Dans ce registre, une partie des terres attribuées à l’État arabe dans le partage de l’ONU de 1947 ont effectivement disparu dans la tourmente de la guerre de 1948 que les Palestiniens ont déclenchée[8]. Ils ne les retrouveront sans doute jamais et il est vain de s’en remettre à une Justice illusoire qui de toutes façons est un concept à géométrie très variable dans les relations internationales.
Plutôt que d’invoquer une telle Justice, les Palestiniens devraient prendre acte que le rouleau compresseur de l’Histoire est passé, et penser à leur présent et leur avenir pour éviter de se focaliser de manière obsessionnelle sur un passé révolu, fantasmé et devenu hors-sol.
En termes géopolitiques, ce concept de Justice est toujours une chimère controversée alors que le compromis, avec tous ses défauts, s’inscrit dans le réel. Malheureusement, en suggérant une appropriation on ne peut plus simpliste de ce territoire par le mouvement sioniste, les cartes qui apparaissent sur l’image traitée dans ce texte ne favorisent pas du tout un tel changement d’attitude, et c’est bien regrettable.
[1] Il convient encore et toujours de rappeler qu’à l’époque, peu de gens utilisaient ce terme de « Palestiniens » pour désigner les Arabes vivant sur ce territoire administré par les Britanniques. À tout prendre, ce qualificatif de Palestiniens était plutôt réservé aux Juifs qui y résidaient.
[2] https://frblogs.timesofisrael.com/peuplement-de-la-palestine/
[3] Les États arabes qui ont envahi Israël le 15 mai 1948 sont l’Égypte, la Syrie, le Liban et la Jordanie et l’Irak.
[4] Le récit israélien tend à surévaluer cet argument d’appel des autorités arabes à fuir les combats alors qu’en réalité il n’a pas tant joué que cela. Surtout que lorsqu’elle a pris conscience du phénomène massif de cet exode et de ses conséquences potentielles, la direction arabe a vite changé ses mots d’ordre en ordonnant aux civils de rester sur place. L’ouvrage de Ephraïm Karsh, « Palestine Betrayed », retrace assez précisément la chronologie et le récit des événements tragiques de cette période.
[5] Cet épisode reste controversé mais n’est certainement pas à l’honneur de l’armée israélienne, ou plutôt de sa composante Irgun Tvaï Leumi (IZL) dont les membres ont jeté des grenades dans des maisons et des caves où des civils s’étaient réfugiés.
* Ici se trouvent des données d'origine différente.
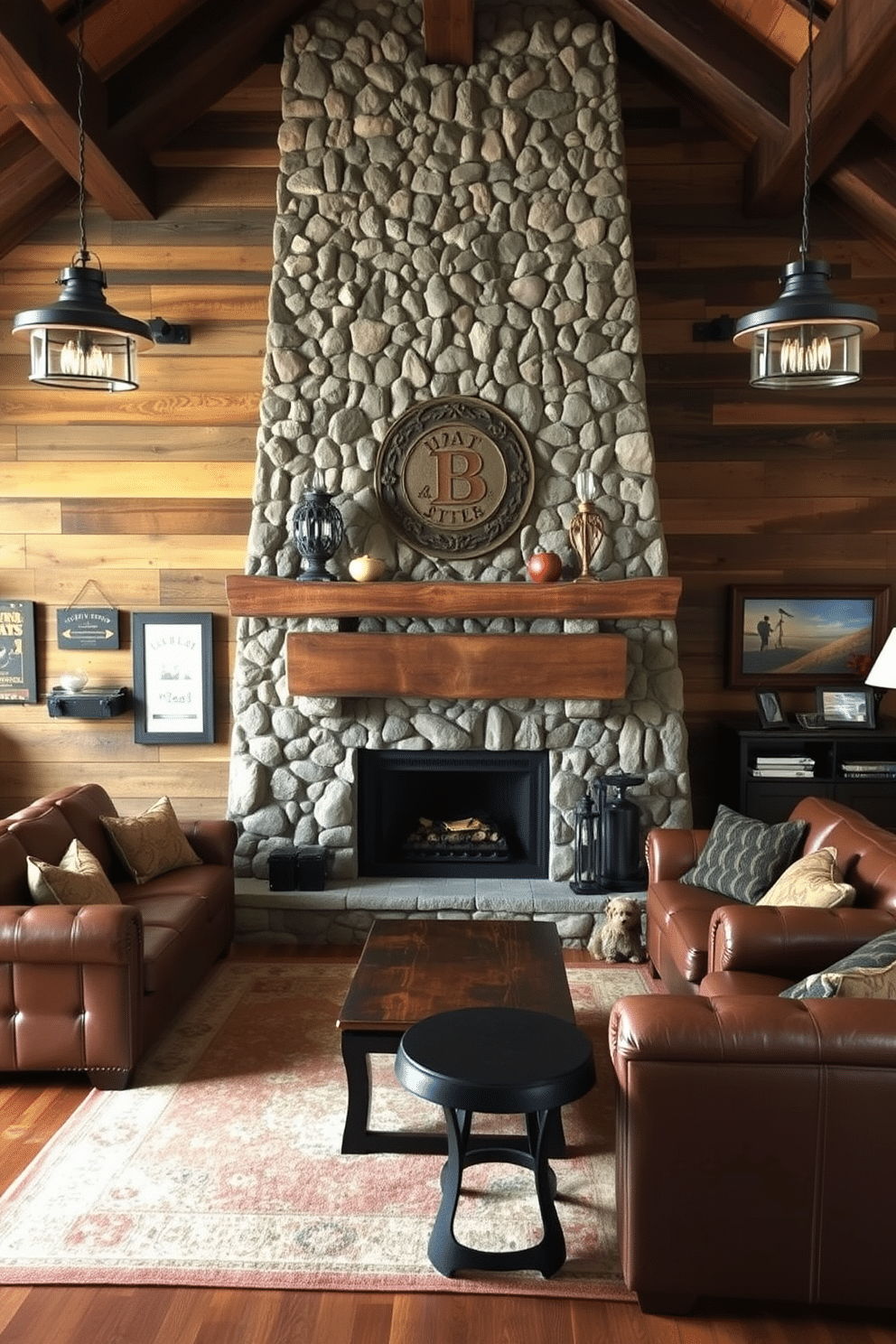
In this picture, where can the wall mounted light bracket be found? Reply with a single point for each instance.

L’argument avancé par lZL comme quoi le village abritait des combattants reste peu convaincant au regard du grand nombre de victimes civiles.
[6] Il existe un recueil de ces caricatures publiées par la presse arabe qui ne laisse aucun doute sur le sort funeste qui attendait la population juive si les armées arabes avaient prévalu. Voir https://www.amazon.com/Annihilated-Selection-Cartoons-Aneanti-Caricatures/dp/B00NIVIMZS
[7] L’ouvrage de « The Vanquished » de Robert Gerwarth retrace l’anarchie qui s’est emparée des espaces occupés par ces empires à la fin de la première guerre mondiale. Ces espaces ont connu des épisodes de très grande violence, épisodes aujourd’hui oubliés.
[8] Il s’agit ici des terres attribuées à l’État arabe en 1947 et qui sont situées à l’intérieur de la ligne verte qui délimite les frontières de l’État d’Israël à la veille de la guerre des Six Jours.